I had to carry out an investigation and neighbours said they rarely saw the lady but when they did, she was always cheerie and well presented. She kept the small garden at the front of the house relatively neat and tidy. What was clear from inside was that it had been years since she had thrown anything out. She just kept accumulating more and more rubbish in her house. Incidentally I had to capture about six cats that lived among the rubbish and I had thought that police work would be exciting!
I came across something Bruxy Cavey had written recently that reminded me of that old lady and her house …… and the smell.
“What are you carrying around from your past? What guilt or garbage haunts you? What habit from your past or habit in your present causes you shame when you think about it? For some of us suppression, repression and denial are the only ways in which we can cope with another day. When we ignore our own sin, we are like people who store garbage in their basement. Sure, “out of sight, out of mind” works for a while but over time the pile builds up. We can try and live as though it doesn’t exist, and eventually we might become used to the rotten smell. But sooner or later someone will notice what we don’t, and our garbage will become known”
I sometimes wonder how many people who gather in worship week by week have lives that are the spiritual equivalent of the house of that little old lady from Paisley, full of rubbish from the past? People who keep everything respectable on the outside but who have a stinking mess of guilt, shame, and regret over sin in their souls on the inside.
This isn’t a new phenomenon. John talks to the church of his generation about it in his first letter.
8 If we claim to be without sin, we deceive ourselves and the truth is not in us. 9 If we confess our sins, he is faithful and just and will forgive us our sins and purify us from all unrighteousness. 1 John 1:8-9
Basically, Johns says its time to kiss goodbye to the garbage in our lives. To be honest about its existence, to stop trying to hide it from ourselves and others and do something about it. I had to arrange with the council to bring in cleaners to clean up that old lady’s house, to literally disinfect and scrub it. John says when we acknowledge and admit our sin, instead of trying hide it away in our souls, that Jesus will do the same for us. Jesus “will forgive us our sins and purify us from all unrighteousness”
The amazing thing is that I discovered that this old lady who died in such squalor had a very healthy bank account. She had a good job, she never married, had no dependants, didn’t spend very much and so her bank balance grew over the years. She had more than enough money to pay people to come in and do for her perhaps what she couldn’t do for herself and clean out her rubbish.

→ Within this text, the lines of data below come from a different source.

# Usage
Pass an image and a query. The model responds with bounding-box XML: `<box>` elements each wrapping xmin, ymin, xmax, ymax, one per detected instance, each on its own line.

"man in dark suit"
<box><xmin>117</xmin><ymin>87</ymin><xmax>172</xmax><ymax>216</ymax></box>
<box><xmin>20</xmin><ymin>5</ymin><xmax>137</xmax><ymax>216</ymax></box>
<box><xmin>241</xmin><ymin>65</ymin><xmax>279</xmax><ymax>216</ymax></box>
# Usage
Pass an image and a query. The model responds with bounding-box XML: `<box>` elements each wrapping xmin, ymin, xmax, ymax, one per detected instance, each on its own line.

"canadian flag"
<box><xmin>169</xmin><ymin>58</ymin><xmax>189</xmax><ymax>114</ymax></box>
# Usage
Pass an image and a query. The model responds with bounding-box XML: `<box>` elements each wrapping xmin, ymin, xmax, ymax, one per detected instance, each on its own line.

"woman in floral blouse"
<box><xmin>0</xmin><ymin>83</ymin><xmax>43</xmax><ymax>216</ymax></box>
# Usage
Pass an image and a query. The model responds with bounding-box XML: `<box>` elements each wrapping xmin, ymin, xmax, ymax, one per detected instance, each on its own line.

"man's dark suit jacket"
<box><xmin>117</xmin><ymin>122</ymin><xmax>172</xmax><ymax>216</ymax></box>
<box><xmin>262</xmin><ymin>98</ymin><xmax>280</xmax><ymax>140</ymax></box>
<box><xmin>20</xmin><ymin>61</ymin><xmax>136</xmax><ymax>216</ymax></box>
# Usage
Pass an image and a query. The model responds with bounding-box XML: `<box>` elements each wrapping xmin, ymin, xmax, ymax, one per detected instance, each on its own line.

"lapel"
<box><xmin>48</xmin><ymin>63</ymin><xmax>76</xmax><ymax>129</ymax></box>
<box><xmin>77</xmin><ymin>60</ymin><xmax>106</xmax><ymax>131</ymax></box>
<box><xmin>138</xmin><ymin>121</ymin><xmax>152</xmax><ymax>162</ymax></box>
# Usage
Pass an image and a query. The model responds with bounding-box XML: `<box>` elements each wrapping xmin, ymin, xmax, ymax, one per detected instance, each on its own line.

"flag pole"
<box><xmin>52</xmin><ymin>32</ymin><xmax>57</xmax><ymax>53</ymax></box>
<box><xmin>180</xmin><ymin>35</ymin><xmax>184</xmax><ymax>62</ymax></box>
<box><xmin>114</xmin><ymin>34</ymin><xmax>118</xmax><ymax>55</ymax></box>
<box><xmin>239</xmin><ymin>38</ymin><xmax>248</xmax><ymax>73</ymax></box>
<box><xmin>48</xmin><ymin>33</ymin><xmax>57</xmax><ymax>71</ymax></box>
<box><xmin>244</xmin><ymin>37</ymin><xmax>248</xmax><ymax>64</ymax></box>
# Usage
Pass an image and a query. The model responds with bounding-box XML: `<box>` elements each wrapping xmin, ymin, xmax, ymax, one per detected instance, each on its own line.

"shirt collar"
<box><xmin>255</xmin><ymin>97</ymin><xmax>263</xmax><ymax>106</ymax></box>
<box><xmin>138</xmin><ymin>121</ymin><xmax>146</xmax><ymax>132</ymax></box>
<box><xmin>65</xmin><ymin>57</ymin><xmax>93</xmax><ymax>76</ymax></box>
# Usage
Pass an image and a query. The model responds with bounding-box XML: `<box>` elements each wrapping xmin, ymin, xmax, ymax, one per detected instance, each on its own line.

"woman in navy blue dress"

You probably realise where I am going with this. The parallels aren’t exact, because we don’t need to pay Jesus, but the promise here in God’s Word is that Jesus will do for us what we can’t do for ourselves and get rid of the garbage of sin from our lives.
So why do we so often let the garbage of guilt and shame accumulate in our souls?
John says when we “come clean” about our sin to Jesus he comes in to cleans out our hearts and souls with the disinfectant of forgiveness.
So, is there any garbage in your life that you have hidden from others, but you can smell? Jesus says its time to you “its time to say goodbye to that garbage.”